What is Arnold-Chiari syndrome?
Chiari malformations occur when parts of the cerebellum (the section of the brain that controls balance) protrude into the spinal canal. There are four specific types of Chiari malformations. Arnold-Chiari malformations (also known as Type II Chiari malformations) happen when both cerebellar and brain stem tissue extends into the funnel-like opening to the spinal canal at the back of the skull.
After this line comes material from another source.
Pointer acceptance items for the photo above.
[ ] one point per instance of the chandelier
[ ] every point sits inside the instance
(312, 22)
The nerve tissue that connects the two halves of the cerebellum may be only partially complete or absent.
Established in 2001, the Chiari Institute of Northwell Health Institute for Neurology and Neurosurgery is the world's first comprehensive, multidisciplinary center for the management of patients suffering from Chiari malformation. You or your loved one will benefit from our surgeons’ many years of experience with these complex cases.
Arnold-Chiari malformations are usually accompanied by a form of spina bifida that occurs when the spinal canal and backbone do not close before birth (myelomeningocele). This causes the spinal cord and its protective membrane to protrude through a sac-like opening in the back. A myelomeningocele usually results in partial or complete paralysis of the area below the spinal opening.
Types of treatment
The standard treatment for a Chiari malformation is surgery. However, it is only recommended after a thorough diagnosis and analysis of the patient’s specific condition.